- VHS Cover
- Directed by: Arye Gross Gregory Gieras
- Written by: Gregory Poppen (screenplay) Mark Twain book "The Prince and the Pauper"
- Produced by: Steven Paul Patrick Ewald Hank Paul Dorothy Paul
- Starring: Sean Kellman Robert Englund Vincent Schiavelli
- Cinematography: Thomas Harding
- Edited by: Dennis O'Connor
- Music by: Erik Lundmark
- Distributed by: A-pix
- Release date: December 21, 1999 (Video);
- Running time: 89 minutes
- Country: United States
- Language: English

= The Prince and the Surfer =

The Prince and the Surfer is a 1999 comedy direct-to-video film about a prince who switches places with a Southern California surfer and skateboarder. It was directed by Arye Gross and Gregory Gieras, and stars Sean Kellman, Robert Englund, and Vincent Schiavelli.

==Synopsis==
The film is an updated adaptation of the 1881 novel The Prince and the Pauper by Mark Twain set in Southern California beach culture, featuring a prince and, instead of a pauper, the skateboarding surfer Cash, who wants to be rich and escape his boring life. The Queen of Gelfland brings her son, prince Edward, to the United States, seeking a trade treaty; the young prince wants to escape his life, to spend time among the common people. During Edward's one permitted limousine ride near the beach, Cash skitches with the limo on its way back to the hotel, and meets Edward in his suite; the two hatch their plan to trade places, and separate. Unbeknownst to them, the evil Minister Kratski plots to undermine the Queen's efforts, and instead convert Gelfland into Golfland. While pursuing princess Galina, Cash learns of the minister's plan. Meanwhile, Edward pursues Cash's friend Melissa, enjoying and enduring life in the suburbs. In the end, Cash and Edward reunite to save the day.

==Cast==
- Sean Kellman as Cash Canty / Prince Edward of Gelfland
- Robert Englund as Kratski
- Vincent Schiavelli as Baumgarten
- Jennifer O'Neill as Queen Albertina
- Jason Strickland as CT
- Linda Cardellini as Melissa
- Shepard Koster as Peter
- Arye Gross as Vince
- C. Thomas Howell as Dean
- Katie Johnston as Galina
- Allyce Beasley as Constance
- Gregory Poppen as Bodybuilder
- Steven Green as Bodyguard
- Lawrence DiBlasio as Bodyguard
- Alyse Mandel as Maid

The film also featured uncredited performances by Timothy Bottoms as Johnny Canty, Phil Bowers, Jason Reid as Riff, Jon Voight as the film's presenter, and Denise Wilson as Tattooed Woman.
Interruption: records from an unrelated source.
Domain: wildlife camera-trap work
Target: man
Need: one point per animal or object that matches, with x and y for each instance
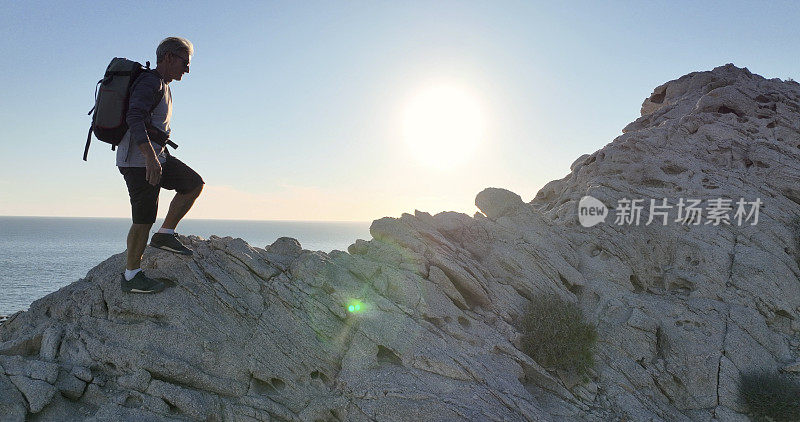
(147, 166)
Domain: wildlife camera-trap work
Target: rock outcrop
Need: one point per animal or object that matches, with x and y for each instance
(681, 309)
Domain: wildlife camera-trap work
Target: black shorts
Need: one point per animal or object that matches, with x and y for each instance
(144, 197)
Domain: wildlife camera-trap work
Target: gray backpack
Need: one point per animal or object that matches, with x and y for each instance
(112, 95)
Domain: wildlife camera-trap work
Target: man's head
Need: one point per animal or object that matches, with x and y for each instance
(173, 57)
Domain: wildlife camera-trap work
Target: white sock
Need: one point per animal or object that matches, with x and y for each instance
(129, 274)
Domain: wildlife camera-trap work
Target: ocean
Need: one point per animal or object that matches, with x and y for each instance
(39, 255)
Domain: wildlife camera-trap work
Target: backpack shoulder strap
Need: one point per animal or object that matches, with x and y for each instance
(162, 90)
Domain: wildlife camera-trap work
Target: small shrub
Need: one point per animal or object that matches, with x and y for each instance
(770, 396)
(555, 335)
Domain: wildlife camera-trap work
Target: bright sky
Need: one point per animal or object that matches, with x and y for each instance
(300, 110)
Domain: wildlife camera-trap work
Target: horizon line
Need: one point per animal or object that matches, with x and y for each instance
(194, 219)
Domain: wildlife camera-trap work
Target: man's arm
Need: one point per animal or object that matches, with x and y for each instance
(141, 102)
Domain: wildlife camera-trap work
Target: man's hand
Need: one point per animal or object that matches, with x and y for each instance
(152, 166)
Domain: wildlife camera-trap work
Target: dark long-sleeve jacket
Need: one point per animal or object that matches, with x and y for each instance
(146, 96)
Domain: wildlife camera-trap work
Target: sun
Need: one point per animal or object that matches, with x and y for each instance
(443, 125)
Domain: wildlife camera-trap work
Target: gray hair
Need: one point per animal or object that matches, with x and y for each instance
(173, 45)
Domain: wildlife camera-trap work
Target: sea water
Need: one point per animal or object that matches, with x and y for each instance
(39, 255)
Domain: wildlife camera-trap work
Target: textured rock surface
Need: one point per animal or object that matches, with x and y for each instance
(244, 333)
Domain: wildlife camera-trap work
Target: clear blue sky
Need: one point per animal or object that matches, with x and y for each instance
(291, 110)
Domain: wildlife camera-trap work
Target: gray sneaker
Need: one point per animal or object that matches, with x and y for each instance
(169, 242)
(141, 284)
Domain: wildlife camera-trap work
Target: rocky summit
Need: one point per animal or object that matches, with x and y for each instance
(691, 280)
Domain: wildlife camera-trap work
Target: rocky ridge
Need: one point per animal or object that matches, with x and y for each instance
(245, 333)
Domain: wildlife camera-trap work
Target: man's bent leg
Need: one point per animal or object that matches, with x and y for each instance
(180, 205)
(137, 241)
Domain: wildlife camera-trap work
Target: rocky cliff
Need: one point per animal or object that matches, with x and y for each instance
(682, 308)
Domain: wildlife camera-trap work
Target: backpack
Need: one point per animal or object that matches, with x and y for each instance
(111, 97)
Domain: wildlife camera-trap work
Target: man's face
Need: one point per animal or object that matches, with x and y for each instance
(177, 65)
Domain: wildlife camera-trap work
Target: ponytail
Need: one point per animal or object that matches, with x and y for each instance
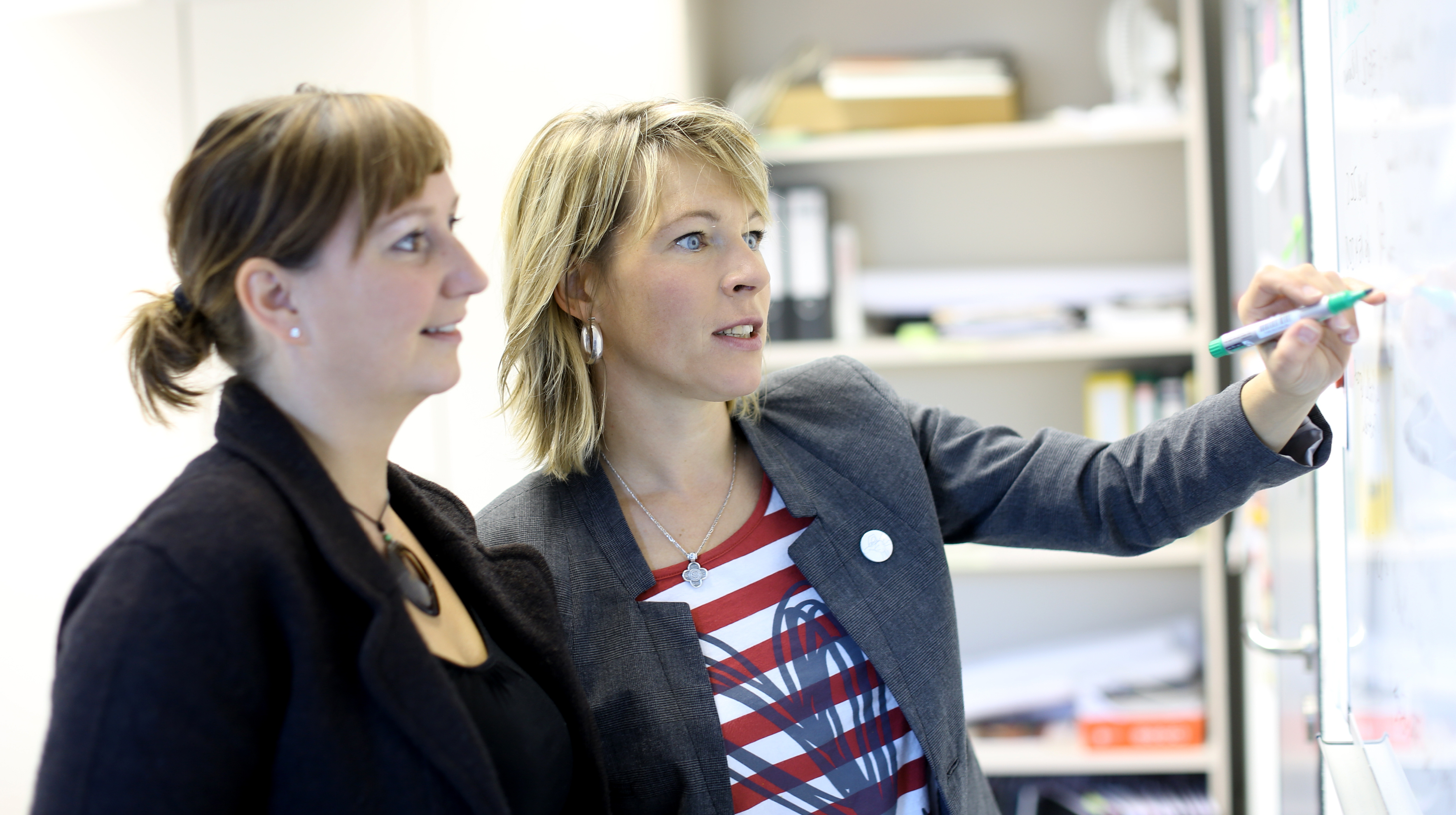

==Production and release==

The film marked the directorial debut of actor Arye Gross. Filming locations included Agoura Hills, Los Angeles, and Venice, California, USA.
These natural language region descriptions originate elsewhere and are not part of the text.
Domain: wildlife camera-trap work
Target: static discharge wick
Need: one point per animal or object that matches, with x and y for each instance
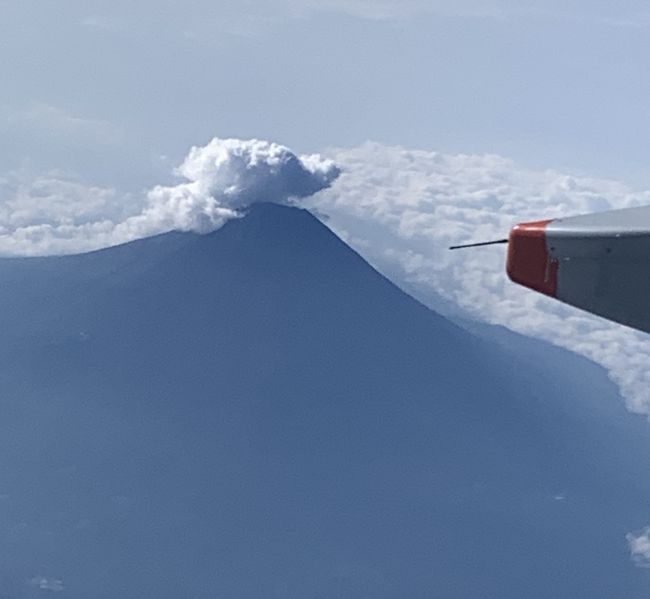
(467, 245)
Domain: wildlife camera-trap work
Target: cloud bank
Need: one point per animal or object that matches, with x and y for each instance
(401, 209)
(54, 215)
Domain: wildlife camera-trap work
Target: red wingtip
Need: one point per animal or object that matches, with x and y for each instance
(529, 262)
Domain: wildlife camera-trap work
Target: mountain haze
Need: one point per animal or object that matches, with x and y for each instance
(257, 413)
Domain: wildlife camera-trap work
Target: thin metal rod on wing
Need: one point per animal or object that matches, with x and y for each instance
(460, 247)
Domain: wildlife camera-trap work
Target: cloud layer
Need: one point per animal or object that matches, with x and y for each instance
(52, 214)
(401, 209)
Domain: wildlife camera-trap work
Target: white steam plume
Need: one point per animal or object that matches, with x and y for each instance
(50, 215)
(399, 208)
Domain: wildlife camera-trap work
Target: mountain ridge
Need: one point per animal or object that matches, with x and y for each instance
(284, 421)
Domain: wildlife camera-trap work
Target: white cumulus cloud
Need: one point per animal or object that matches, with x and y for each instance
(53, 215)
(401, 209)
(639, 544)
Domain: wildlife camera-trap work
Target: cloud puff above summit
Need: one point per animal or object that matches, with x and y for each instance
(52, 215)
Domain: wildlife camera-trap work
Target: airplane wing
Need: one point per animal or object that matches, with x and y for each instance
(597, 262)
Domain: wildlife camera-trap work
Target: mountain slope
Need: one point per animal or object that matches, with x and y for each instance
(258, 413)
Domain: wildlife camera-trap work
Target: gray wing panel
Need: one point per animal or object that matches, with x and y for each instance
(604, 264)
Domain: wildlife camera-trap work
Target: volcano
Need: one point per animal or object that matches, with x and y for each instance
(258, 413)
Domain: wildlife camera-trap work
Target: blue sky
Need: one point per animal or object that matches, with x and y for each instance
(481, 114)
(117, 92)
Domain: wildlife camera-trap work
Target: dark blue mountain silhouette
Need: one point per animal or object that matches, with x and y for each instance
(258, 413)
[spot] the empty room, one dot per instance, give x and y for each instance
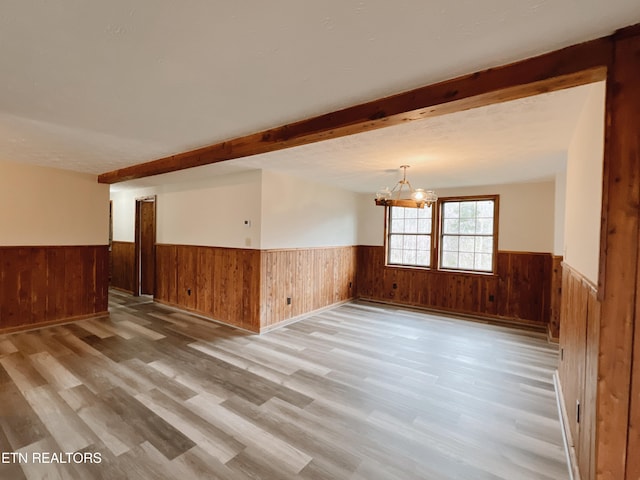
(340, 240)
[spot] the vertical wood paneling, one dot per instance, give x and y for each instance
(520, 290)
(166, 273)
(555, 298)
(224, 282)
(619, 256)
(47, 284)
(187, 266)
(312, 278)
(578, 368)
(123, 266)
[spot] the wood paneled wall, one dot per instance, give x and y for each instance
(123, 265)
(556, 298)
(220, 283)
(521, 290)
(578, 369)
(43, 285)
(249, 288)
(312, 278)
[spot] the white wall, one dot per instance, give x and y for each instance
(47, 206)
(526, 220)
(302, 214)
(559, 213)
(584, 187)
(208, 212)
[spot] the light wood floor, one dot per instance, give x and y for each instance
(359, 392)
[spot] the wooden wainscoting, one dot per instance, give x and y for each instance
(123, 265)
(578, 369)
(49, 284)
(312, 278)
(556, 299)
(220, 283)
(520, 291)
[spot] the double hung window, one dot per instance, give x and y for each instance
(454, 234)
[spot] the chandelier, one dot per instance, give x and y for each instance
(404, 195)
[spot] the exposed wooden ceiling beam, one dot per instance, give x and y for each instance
(568, 67)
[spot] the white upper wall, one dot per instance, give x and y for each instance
(210, 212)
(584, 187)
(559, 213)
(47, 206)
(282, 211)
(301, 214)
(526, 220)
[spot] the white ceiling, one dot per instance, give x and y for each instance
(95, 86)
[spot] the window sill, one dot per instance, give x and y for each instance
(443, 271)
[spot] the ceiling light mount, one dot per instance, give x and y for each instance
(404, 195)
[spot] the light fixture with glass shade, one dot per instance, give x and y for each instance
(404, 195)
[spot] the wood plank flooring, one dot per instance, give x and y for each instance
(360, 392)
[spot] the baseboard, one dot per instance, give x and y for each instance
(572, 461)
(51, 323)
(267, 329)
(120, 289)
(302, 316)
(491, 320)
(195, 313)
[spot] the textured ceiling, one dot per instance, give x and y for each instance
(518, 141)
(94, 86)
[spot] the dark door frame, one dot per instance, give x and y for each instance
(138, 242)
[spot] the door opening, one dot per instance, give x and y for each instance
(145, 245)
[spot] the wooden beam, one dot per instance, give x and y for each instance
(619, 257)
(568, 67)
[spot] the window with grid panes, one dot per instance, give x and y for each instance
(409, 236)
(467, 230)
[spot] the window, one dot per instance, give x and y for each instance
(466, 230)
(467, 235)
(409, 236)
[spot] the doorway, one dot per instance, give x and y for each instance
(145, 246)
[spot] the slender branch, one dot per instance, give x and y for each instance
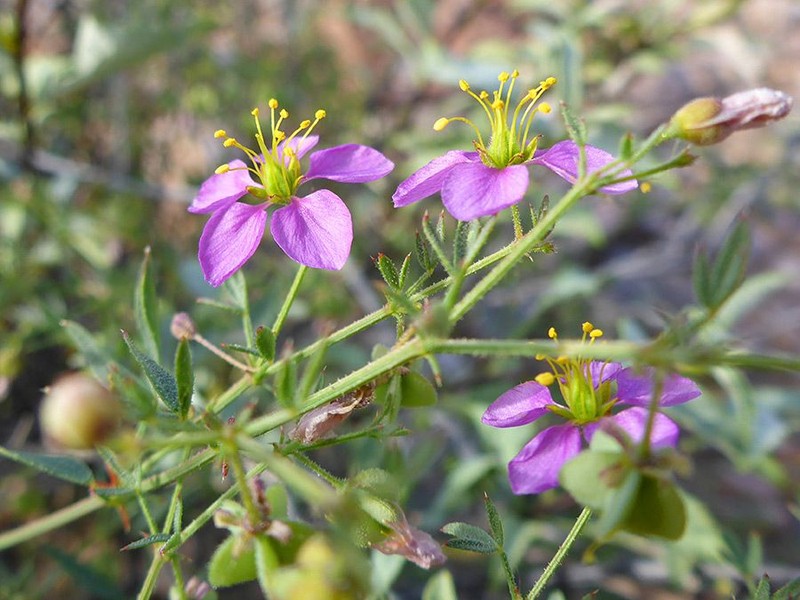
(560, 554)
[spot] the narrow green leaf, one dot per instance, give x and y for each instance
(416, 391)
(460, 239)
(265, 342)
(146, 541)
(184, 376)
(144, 308)
(576, 128)
(422, 252)
(495, 523)
(469, 537)
(162, 380)
(388, 271)
(232, 562)
(64, 467)
(763, 589)
(404, 271)
(440, 587)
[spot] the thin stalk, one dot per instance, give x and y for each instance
(560, 554)
(289, 300)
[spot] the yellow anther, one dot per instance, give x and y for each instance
(545, 379)
(440, 123)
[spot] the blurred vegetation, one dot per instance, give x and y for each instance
(108, 109)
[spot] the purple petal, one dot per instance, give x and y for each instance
(636, 388)
(473, 190)
(634, 422)
(520, 405)
(428, 180)
(603, 371)
(350, 163)
(563, 158)
(536, 467)
(221, 190)
(315, 231)
(300, 145)
(229, 239)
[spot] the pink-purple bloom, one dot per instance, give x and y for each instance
(590, 391)
(314, 230)
(495, 176)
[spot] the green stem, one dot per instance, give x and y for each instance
(555, 562)
(289, 300)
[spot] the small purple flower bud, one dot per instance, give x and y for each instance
(182, 327)
(79, 413)
(706, 121)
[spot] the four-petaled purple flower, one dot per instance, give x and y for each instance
(315, 230)
(590, 389)
(495, 176)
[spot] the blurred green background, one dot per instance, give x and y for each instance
(108, 110)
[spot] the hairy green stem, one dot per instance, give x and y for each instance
(565, 546)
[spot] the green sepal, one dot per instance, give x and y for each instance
(144, 309)
(416, 391)
(184, 377)
(162, 380)
(388, 271)
(469, 537)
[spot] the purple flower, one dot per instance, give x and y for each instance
(590, 390)
(314, 230)
(481, 183)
It was released directly to video in 1999, DVD in 2000 and 2004, rated PG for "brief mild language".

==Reception==
Reviews of the film were mildly positive. Brian Webster of online Apollo Guide gave the film a score of 69 percent, calling the film "decent, but unspectacular family entertainment, with plenty of minor thrills and laughs for the eight to 12-year-old set." Though he found it to be predictable, with nothing to particularly recommend, he also found "no major failings". He granted that secondary characters were mere "stereotypes (including those played by the screenwriter and one of the co-directors)", but that the young stars had "energy and just enough acting talent to pull it off." He found Cardellini to be "a decently spunky Melissa".
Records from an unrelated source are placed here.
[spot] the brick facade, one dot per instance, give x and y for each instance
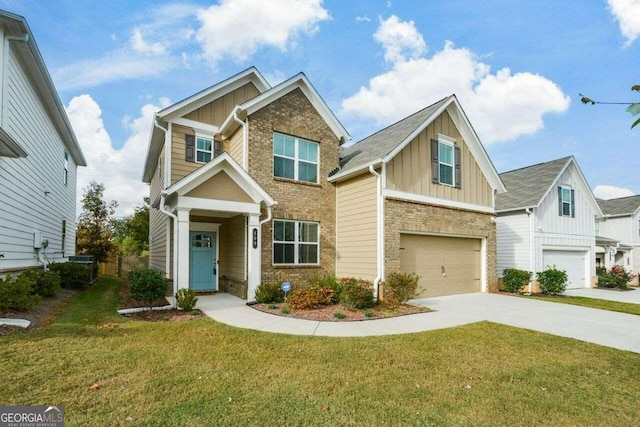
(406, 216)
(294, 115)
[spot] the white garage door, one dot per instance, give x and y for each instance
(573, 262)
(446, 265)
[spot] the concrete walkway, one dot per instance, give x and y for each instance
(617, 330)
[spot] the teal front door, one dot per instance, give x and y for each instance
(203, 261)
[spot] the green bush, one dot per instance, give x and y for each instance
(72, 275)
(269, 292)
(47, 283)
(147, 285)
(356, 294)
(552, 281)
(17, 294)
(514, 280)
(186, 299)
(400, 288)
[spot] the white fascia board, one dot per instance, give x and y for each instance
(435, 201)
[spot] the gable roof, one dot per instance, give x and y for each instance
(622, 206)
(299, 81)
(528, 186)
(385, 144)
(27, 50)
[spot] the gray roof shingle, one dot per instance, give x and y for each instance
(621, 206)
(527, 186)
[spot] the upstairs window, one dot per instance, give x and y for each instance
(295, 158)
(445, 162)
(566, 202)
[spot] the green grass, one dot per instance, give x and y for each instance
(205, 373)
(622, 307)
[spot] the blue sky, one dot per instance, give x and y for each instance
(517, 68)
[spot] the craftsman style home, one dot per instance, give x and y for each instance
(252, 183)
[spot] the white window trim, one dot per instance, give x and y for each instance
(296, 243)
(206, 137)
(446, 140)
(297, 159)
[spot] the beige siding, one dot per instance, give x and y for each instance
(215, 112)
(410, 170)
(356, 228)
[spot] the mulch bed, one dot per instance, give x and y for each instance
(326, 313)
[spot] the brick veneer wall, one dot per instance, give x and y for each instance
(405, 216)
(294, 115)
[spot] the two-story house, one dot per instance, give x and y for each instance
(249, 184)
(546, 219)
(39, 156)
(619, 233)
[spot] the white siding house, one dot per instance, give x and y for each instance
(39, 155)
(546, 219)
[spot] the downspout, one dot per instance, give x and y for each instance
(532, 247)
(379, 234)
(245, 141)
(164, 210)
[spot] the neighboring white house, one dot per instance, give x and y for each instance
(39, 155)
(619, 233)
(546, 218)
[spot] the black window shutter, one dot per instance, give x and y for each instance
(456, 157)
(573, 204)
(190, 148)
(435, 165)
(560, 201)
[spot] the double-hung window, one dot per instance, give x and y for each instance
(295, 158)
(296, 242)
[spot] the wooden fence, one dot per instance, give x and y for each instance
(122, 265)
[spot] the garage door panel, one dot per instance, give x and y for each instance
(431, 256)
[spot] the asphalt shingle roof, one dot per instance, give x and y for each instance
(527, 186)
(620, 206)
(383, 142)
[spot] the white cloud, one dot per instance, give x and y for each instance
(500, 106)
(118, 169)
(400, 39)
(238, 28)
(610, 192)
(627, 13)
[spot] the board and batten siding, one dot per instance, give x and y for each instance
(356, 227)
(33, 196)
(410, 170)
(514, 242)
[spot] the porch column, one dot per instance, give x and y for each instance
(183, 248)
(254, 252)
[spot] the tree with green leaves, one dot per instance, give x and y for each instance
(94, 235)
(633, 107)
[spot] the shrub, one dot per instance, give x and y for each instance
(147, 285)
(356, 294)
(515, 279)
(617, 277)
(17, 294)
(186, 299)
(269, 292)
(400, 288)
(46, 283)
(72, 275)
(552, 281)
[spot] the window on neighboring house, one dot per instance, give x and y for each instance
(295, 158)
(566, 202)
(66, 168)
(296, 242)
(445, 161)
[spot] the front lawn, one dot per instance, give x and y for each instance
(204, 373)
(622, 307)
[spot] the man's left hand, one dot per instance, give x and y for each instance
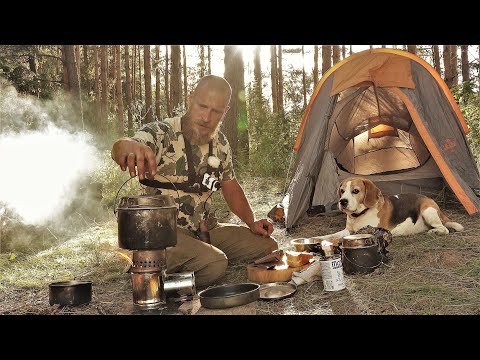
(262, 227)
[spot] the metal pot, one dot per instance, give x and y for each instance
(73, 293)
(147, 222)
(307, 244)
(358, 240)
(225, 296)
(360, 254)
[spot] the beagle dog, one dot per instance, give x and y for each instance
(403, 214)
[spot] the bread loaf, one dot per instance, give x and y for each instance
(296, 259)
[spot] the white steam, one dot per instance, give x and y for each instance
(40, 169)
(41, 162)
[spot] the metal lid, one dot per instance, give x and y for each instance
(357, 236)
(277, 290)
(145, 202)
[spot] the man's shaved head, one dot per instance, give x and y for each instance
(215, 83)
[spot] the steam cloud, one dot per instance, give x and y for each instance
(43, 155)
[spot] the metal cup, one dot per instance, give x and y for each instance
(147, 290)
(181, 285)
The Pound Shop movie review site relates that it is "fairly clear that this is a movie for the kiddies", but that it was "pretty unreasonable" to not have "one single instance of surfing". The reviewer found that the "stand out elements of this movie" include "Erik Lundmark’s Casio keyboard score. While clearly made with a very limited amount of time, and money, I feel it is one of the few movie soundtracks that really help move the film along." Also, the "banter between the incompetent security guards at the resort actually finds its mark every now and again as well," and overall, the acting was satisfactory. Summarizing, the review stated the film is "worth a pound."

AllRovi.com reviewer Mark Deming gave the film two (of five) stars.